Artificial Intelligence 15 min read

How ChatGPT Works: Model Architecture, Training Strategies, and RLHF

ChatGPT, OpenAI’s latest language model, builds on GPT‑3 using supervised fine‑tuning and Reinforcement Learning from Human Feedback (RLHF) with PPO, addressing consistency issues by aligning model outputs with human preferences, while discussing training methods, limitations, and evaluation metrics.

IT Architects Alliance
IT Architects Alliance
IT Architects Alliance
How ChatGPT Works: Model Architecture, Training Strategies, and RLHF

ChatGPT is OpenAI’s newest large‑scale language model that improves on GPT‑3 by generating text in diverse styles with higher accuracy, richer detail, and better contextual coherence, emphasizing interactive capabilities.

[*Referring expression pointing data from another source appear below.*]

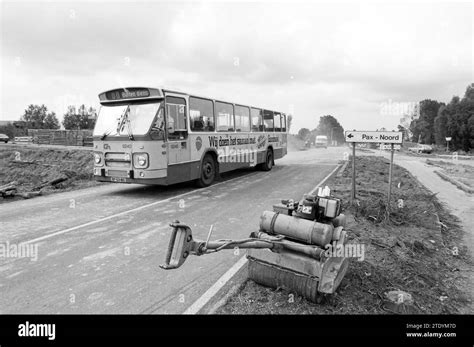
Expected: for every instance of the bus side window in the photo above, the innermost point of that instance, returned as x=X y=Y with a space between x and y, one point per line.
x=277 y=122
x=242 y=116
x=201 y=114
x=176 y=116
x=225 y=116
x=257 y=119
x=268 y=120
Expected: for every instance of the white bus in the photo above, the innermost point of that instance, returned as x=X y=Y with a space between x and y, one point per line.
x=158 y=136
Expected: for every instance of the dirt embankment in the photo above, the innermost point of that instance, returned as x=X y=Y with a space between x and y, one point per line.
x=417 y=249
x=456 y=170
x=33 y=170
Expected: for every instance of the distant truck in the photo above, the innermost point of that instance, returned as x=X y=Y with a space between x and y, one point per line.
x=321 y=141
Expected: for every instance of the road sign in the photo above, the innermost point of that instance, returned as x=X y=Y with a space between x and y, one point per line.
x=374 y=136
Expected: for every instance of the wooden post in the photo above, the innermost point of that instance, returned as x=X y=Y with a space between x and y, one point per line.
x=390 y=178
x=353 y=174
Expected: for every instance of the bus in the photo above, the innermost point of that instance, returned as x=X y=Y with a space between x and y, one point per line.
x=161 y=137
x=321 y=141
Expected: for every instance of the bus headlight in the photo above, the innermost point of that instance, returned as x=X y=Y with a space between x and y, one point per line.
x=97 y=158
x=140 y=160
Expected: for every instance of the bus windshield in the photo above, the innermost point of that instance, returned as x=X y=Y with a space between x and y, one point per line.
x=131 y=119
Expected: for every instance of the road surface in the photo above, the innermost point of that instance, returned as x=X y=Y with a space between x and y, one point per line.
x=99 y=248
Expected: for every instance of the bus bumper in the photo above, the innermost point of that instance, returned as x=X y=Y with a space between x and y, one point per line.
x=130 y=176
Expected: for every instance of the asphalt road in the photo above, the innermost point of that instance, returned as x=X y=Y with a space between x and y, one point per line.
x=99 y=248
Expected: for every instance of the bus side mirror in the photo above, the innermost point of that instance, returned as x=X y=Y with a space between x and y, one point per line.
x=171 y=129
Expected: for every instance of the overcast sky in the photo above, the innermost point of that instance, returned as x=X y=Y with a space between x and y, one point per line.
x=358 y=62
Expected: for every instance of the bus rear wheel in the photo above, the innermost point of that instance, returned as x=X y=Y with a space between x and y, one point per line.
x=208 y=171
x=268 y=164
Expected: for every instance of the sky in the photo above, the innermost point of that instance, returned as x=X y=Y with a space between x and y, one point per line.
x=365 y=63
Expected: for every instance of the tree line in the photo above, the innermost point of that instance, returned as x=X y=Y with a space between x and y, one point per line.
x=38 y=117
x=433 y=121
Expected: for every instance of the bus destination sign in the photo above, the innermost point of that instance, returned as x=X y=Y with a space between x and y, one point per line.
x=129 y=93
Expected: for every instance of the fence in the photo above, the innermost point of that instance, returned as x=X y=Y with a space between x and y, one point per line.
x=61 y=137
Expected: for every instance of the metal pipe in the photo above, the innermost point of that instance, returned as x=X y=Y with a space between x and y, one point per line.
x=310 y=232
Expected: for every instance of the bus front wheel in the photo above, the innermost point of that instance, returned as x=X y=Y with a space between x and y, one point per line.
x=268 y=163
x=208 y=171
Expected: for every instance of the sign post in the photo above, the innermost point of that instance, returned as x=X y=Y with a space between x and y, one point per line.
x=390 y=137
x=353 y=174
x=390 y=178
x=447 y=143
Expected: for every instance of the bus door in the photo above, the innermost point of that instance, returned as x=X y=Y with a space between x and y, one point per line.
x=177 y=130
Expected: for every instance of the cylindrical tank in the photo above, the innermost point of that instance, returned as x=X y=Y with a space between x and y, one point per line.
x=310 y=232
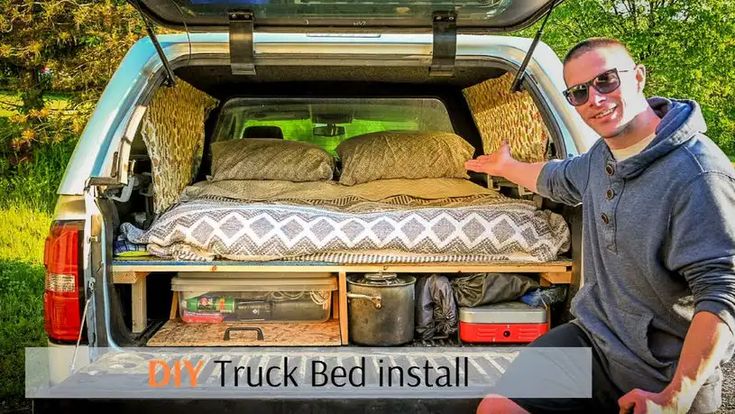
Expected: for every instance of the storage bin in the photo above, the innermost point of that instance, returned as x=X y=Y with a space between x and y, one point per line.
x=508 y=322
x=212 y=300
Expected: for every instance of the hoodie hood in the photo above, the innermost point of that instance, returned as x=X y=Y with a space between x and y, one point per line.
x=680 y=121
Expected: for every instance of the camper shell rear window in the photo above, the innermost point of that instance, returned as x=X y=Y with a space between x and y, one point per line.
x=327 y=122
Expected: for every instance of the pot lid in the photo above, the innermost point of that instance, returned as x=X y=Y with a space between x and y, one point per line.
x=376 y=15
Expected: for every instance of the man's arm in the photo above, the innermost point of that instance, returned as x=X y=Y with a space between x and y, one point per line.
x=704 y=347
x=563 y=181
x=502 y=164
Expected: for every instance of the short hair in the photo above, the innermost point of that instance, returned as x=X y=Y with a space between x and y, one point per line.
x=592 y=44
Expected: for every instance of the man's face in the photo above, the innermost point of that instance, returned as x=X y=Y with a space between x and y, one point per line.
x=608 y=114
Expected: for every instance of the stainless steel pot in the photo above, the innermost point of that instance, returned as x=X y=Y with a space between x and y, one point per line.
x=381 y=308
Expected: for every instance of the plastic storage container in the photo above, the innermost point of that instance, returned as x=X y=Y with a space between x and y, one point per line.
x=211 y=300
x=509 y=322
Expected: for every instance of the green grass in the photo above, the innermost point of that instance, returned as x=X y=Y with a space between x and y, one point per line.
x=22 y=234
x=10 y=100
x=33 y=184
x=27 y=198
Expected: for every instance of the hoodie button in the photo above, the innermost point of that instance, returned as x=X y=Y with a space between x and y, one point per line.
x=605 y=219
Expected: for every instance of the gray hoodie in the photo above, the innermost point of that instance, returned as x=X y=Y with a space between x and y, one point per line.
x=659 y=243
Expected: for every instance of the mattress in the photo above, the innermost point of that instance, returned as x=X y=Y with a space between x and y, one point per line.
x=392 y=221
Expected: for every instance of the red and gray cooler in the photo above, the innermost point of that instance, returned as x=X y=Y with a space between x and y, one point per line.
x=508 y=322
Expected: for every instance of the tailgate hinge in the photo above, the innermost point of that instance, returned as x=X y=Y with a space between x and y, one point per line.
x=242 y=52
x=170 y=79
x=518 y=80
x=444 y=27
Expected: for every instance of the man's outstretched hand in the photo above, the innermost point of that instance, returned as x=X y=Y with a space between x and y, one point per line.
x=493 y=164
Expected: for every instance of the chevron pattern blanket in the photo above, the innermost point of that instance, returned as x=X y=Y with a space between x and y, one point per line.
x=208 y=229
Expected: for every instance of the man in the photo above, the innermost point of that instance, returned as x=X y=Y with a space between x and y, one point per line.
x=658 y=304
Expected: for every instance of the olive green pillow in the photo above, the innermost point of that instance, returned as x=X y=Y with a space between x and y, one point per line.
x=270 y=159
x=404 y=154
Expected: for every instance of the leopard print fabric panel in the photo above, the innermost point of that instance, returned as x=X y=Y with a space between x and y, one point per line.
x=173 y=131
x=504 y=115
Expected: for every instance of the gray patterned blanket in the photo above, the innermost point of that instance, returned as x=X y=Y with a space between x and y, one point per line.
x=484 y=228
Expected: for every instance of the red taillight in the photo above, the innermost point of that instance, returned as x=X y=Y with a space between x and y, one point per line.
x=64 y=293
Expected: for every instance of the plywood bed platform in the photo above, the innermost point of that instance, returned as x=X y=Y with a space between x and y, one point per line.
x=135 y=271
x=558 y=271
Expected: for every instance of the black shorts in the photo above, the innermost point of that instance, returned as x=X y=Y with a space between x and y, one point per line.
x=605 y=394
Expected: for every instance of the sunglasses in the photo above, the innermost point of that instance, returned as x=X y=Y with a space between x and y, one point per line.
x=606 y=82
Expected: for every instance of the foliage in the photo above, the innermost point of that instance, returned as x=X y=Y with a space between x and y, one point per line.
x=687 y=47
x=22 y=234
x=62 y=44
x=33 y=183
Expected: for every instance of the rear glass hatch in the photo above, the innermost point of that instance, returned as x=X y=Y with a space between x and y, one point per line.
x=483 y=16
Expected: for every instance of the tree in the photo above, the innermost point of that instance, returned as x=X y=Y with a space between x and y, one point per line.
x=62 y=44
x=687 y=46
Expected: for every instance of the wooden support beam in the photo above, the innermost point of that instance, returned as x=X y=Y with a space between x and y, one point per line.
x=159 y=265
x=140 y=308
x=343 y=308
x=128 y=277
x=335 y=304
x=174 y=306
x=556 y=278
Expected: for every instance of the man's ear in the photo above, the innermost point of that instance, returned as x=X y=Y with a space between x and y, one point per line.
x=640 y=77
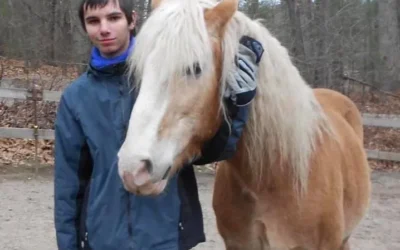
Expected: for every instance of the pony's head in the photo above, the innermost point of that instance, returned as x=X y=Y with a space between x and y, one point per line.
x=178 y=58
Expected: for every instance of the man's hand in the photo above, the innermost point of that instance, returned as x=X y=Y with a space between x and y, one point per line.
x=242 y=82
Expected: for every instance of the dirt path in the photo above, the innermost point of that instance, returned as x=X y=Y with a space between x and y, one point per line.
x=26 y=218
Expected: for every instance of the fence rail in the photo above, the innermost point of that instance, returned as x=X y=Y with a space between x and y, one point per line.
x=377 y=120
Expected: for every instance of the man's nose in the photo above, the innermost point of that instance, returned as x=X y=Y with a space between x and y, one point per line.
x=104 y=27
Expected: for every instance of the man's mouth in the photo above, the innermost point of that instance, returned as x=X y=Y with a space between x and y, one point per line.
x=107 y=41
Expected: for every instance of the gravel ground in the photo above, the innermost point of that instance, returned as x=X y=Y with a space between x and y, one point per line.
x=26 y=218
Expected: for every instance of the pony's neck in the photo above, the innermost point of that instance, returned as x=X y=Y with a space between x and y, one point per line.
x=285 y=118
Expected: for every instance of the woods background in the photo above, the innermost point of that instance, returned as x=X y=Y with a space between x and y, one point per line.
x=326 y=38
x=330 y=41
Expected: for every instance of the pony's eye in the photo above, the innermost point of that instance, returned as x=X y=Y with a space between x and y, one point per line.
x=195 y=70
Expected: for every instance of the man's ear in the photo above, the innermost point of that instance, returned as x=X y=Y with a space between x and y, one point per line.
x=132 y=25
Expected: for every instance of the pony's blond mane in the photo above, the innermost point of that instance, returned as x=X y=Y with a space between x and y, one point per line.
x=286 y=120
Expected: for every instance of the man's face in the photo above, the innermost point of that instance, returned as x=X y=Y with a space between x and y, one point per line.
x=108 y=28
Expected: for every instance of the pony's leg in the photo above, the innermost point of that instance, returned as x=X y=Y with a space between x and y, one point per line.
x=233 y=208
x=345 y=245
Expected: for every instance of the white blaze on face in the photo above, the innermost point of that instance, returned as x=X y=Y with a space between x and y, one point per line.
x=142 y=140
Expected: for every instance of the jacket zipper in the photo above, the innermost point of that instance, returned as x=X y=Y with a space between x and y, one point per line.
x=123 y=104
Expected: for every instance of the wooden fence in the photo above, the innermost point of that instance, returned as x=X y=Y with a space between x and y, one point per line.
x=35 y=94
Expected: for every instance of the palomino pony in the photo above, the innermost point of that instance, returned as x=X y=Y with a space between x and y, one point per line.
x=300 y=177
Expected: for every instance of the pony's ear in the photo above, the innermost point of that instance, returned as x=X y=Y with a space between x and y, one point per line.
x=217 y=17
x=155 y=3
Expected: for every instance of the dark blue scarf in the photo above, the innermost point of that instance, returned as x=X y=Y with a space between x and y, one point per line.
x=98 y=61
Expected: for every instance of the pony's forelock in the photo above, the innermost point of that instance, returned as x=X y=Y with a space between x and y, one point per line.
x=176 y=38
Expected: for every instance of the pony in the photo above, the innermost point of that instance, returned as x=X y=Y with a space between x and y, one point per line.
x=299 y=179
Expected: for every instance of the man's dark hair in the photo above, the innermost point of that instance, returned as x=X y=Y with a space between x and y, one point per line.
x=127 y=6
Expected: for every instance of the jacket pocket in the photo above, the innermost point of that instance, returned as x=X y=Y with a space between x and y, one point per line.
x=83 y=233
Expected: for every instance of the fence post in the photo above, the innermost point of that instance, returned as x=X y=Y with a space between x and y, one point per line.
x=35 y=94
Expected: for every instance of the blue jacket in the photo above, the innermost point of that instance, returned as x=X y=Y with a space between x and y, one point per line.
x=92 y=209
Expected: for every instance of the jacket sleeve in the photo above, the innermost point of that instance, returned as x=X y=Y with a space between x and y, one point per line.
x=68 y=191
x=223 y=145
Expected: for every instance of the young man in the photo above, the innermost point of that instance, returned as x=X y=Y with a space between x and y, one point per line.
x=92 y=209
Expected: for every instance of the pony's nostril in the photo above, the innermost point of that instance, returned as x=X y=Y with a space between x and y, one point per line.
x=148 y=165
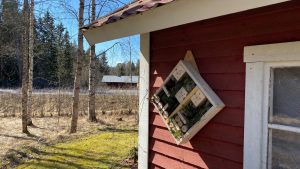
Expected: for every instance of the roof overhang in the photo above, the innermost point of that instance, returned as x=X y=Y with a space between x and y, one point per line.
x=173 y=14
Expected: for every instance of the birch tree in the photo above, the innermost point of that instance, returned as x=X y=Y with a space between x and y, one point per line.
x=25 y=71
x=92 y=72
x=77 y=79
x=30 y=73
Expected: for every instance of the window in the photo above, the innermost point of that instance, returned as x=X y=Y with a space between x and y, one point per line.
x=272 y=106
x=284 y=118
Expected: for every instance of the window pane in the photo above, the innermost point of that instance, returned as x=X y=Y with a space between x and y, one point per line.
x=286 y=96
x=285 y=150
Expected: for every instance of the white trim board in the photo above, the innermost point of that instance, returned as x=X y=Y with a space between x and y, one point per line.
x=289 y=51
x=176 y=13
x=259 y=62
x=143 y=145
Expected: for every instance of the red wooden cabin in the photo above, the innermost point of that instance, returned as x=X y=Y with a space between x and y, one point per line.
x=242 y=49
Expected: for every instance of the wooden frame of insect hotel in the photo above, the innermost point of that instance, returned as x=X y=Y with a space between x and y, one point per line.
x=185 y=101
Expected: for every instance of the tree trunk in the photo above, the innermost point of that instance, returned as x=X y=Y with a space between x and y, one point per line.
x=76 y=89
x=92 y=72
x=25 y=77
x=30 y=74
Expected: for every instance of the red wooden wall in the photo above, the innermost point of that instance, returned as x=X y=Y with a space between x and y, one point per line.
x=218 y=46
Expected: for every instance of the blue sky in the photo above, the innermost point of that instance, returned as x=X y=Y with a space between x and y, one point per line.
x=62 y=15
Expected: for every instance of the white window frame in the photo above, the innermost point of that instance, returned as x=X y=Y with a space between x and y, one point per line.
x=259 y=62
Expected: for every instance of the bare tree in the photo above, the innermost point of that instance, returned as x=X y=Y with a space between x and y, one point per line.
x=92 y=72
x=30 y=74
x=76 y=89
x=25 y=71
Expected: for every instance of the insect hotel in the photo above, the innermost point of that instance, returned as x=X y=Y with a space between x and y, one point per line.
x=185 y=101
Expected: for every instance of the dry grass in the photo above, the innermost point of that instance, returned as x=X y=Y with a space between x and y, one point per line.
x=53 y=104
x=112 y=112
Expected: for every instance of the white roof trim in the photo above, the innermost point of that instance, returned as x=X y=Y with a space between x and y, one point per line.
x=176 y=13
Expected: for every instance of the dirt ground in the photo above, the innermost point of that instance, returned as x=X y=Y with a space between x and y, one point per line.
x=54 y=129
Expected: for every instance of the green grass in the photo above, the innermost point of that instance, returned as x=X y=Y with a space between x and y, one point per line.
x=105 y=150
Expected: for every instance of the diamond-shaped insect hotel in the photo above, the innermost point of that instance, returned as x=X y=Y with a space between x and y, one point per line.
x=186 y=102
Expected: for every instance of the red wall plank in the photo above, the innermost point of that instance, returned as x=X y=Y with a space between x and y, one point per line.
x=217 y=45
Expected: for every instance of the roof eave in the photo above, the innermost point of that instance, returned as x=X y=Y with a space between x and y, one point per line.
x=176 y=13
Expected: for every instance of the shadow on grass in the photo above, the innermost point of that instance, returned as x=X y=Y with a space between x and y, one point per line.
x=112 y=129
x=65 y=160
x=30 y=137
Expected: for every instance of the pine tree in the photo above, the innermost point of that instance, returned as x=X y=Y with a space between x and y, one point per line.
x=10 y=43
x=80 y=53
x=30 y=62
x=25 y=71
x=92 y=72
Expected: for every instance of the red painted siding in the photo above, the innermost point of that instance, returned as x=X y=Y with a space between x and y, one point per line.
x=218 y=46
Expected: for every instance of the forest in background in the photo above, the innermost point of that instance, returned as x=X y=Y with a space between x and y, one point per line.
x=54 y=58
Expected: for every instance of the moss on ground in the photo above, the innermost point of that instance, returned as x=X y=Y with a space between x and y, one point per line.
x=105 y=150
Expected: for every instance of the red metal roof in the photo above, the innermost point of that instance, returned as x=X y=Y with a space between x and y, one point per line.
x=136 y=7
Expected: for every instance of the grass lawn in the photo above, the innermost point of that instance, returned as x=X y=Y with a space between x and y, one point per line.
x=105 y=150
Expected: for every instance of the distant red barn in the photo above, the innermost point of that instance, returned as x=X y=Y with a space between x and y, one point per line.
x=247 y=52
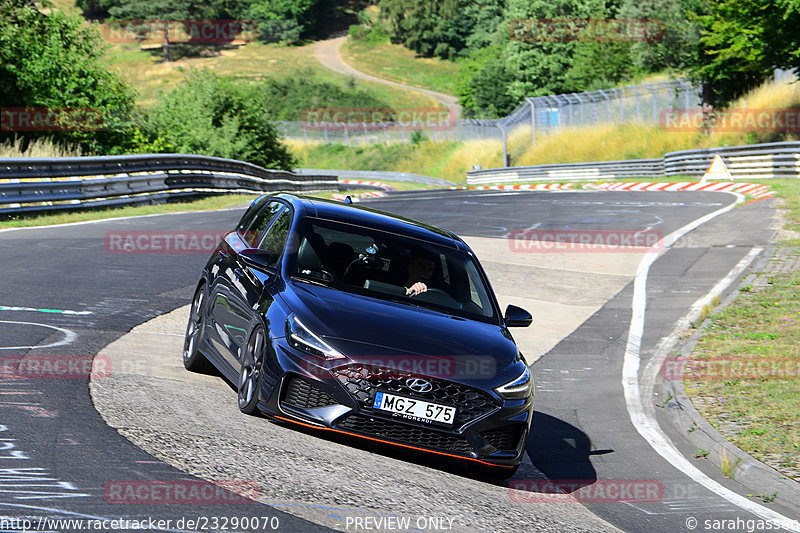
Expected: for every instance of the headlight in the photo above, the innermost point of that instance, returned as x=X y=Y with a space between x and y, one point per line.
x=303 y=339
x=518 y=388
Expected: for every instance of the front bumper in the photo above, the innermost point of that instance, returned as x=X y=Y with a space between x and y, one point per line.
x=324 y=396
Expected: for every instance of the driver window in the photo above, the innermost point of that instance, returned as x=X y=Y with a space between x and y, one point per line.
x=274 y=239
x=260 y=223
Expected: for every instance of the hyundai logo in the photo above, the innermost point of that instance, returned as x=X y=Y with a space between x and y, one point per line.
x=419 y=385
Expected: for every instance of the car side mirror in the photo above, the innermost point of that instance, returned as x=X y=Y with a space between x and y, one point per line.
x=516 y=317
x=259 y=259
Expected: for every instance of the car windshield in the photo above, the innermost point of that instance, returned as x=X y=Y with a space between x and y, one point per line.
x=383 y=265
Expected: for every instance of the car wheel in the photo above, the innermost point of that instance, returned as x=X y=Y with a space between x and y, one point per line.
x=192 y=358
x=250 y=374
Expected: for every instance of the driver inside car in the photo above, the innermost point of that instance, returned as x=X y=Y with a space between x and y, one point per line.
x=420 y=271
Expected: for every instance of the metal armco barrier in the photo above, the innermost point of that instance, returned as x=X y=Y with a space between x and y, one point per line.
x=755 y=161
x=406 y=177
x=28 y=185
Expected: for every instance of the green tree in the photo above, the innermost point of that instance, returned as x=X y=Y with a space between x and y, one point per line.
x=676 y=47
x=743 y=42
x=539 y=66
x=447 y=29
x=218 y=116
x=52 y=60
x=163 y=11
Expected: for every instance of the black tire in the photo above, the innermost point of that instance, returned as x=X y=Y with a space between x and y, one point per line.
x=192 y=358
x=250 y=373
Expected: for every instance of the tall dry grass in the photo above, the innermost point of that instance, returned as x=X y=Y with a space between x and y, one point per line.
x=38 y=148
x=630 y=140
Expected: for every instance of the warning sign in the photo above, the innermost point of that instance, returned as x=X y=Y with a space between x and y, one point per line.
x=717 y=170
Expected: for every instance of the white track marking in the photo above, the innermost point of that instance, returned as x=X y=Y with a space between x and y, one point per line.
x=38 y=310
x=81 y=515
x=112 y=219
x=648 y=426
x=69 y=336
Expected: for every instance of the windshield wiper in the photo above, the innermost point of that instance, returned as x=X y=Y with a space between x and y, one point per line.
x=313 y=281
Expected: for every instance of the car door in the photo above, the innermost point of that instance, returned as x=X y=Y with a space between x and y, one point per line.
x=236 y=288
x=256 y=277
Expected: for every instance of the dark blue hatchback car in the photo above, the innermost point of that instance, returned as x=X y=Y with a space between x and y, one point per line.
x=349 y=320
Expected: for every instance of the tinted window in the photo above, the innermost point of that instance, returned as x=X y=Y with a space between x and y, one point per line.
x=260 y=223
x=382 y=265
x=274 y=239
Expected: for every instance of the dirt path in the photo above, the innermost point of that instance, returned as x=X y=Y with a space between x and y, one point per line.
x=329 y=54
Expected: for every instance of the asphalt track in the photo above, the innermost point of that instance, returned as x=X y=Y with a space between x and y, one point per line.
x=582 y=428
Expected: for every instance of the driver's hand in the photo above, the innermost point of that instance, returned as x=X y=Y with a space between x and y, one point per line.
x=416 y=288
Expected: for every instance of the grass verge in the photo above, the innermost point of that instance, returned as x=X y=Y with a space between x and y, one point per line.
x=759 y=409
x=145 y=70
x=449 y=160
x=395 y=62
x=223 y=201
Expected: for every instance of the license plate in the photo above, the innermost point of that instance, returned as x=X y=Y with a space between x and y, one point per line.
x=413 y=409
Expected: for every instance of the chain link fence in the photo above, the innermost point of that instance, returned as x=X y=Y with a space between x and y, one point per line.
x=645 y=103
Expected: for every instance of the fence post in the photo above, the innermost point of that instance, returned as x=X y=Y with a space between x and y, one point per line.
x=505 y=146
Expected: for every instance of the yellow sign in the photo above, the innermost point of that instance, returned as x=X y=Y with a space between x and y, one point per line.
x=717 y=170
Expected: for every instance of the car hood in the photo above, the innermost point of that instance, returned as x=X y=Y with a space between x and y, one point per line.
x=370 y=330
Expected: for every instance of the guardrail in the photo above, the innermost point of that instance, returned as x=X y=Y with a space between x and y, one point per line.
x=755 y=161
x=406 y=177
x=51 y=184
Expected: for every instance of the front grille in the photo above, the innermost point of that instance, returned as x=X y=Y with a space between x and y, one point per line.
x=300 y=393
x=504 y=438
x=362 y=381
x=405 y=433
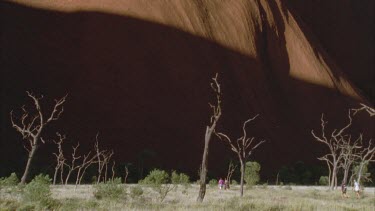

The model is first fine‑tuned on a small, high‑quality supervised dataset (SFT), then refined through Reinforcement Learning from Human Feedback (RLHF), where human annotators rank model outputs to train a Reward Model (RM), and finally the SFT model is further optimized with Proximal Policy Optimization (PPO), incorporating a KL‑penalty to prevent over‑optimization.

Inconsistency—where a model’s objective function diverges from human expectations—is highlighted as a core challenge of next‑token‑prediction and masked‑language‑modeling training strategies, leading to issues such as providing invalid help, fabricating facts, lacking explainability, and exhibiting bias.

RLHF consists of three steps: (1) supervised fine‑tuning on collected prompt‑response pairs; (2) training the RM by having annotators rank multiple SFT outputs for each prompt; (3) applying PPO to adjust the SFT policy using the RM’s scores, with the environment generating random prompts and rewarding responses based on the RM.

Model performance is evaluated on three human‑rated criteria—helpfulness, truthfulness, and harmlessness—using prompts unseen during training, and on zero‑shot NLP tasks where an “alignment tax” is observed: alignment via RLHF can reduce performance on some tasks compared to the base model.

Key limitations include the subjectivity of annotator preferences, lack of controlled experiments to isolate RLHF benefits, potential bias from the data collection pipeline, uncertainty about RM stability across paraphrased prompts, and the risk of over‑optimizing to the RM, which can produce undesirable patterns.

Relevant literature cited includes the RLHF paper (Training language models to follow instructions with human feedback), summarization with human feedback, the original PPO algorithm, and alternative alignment approaches such as DeepMind’s Sparrow and GopherCite.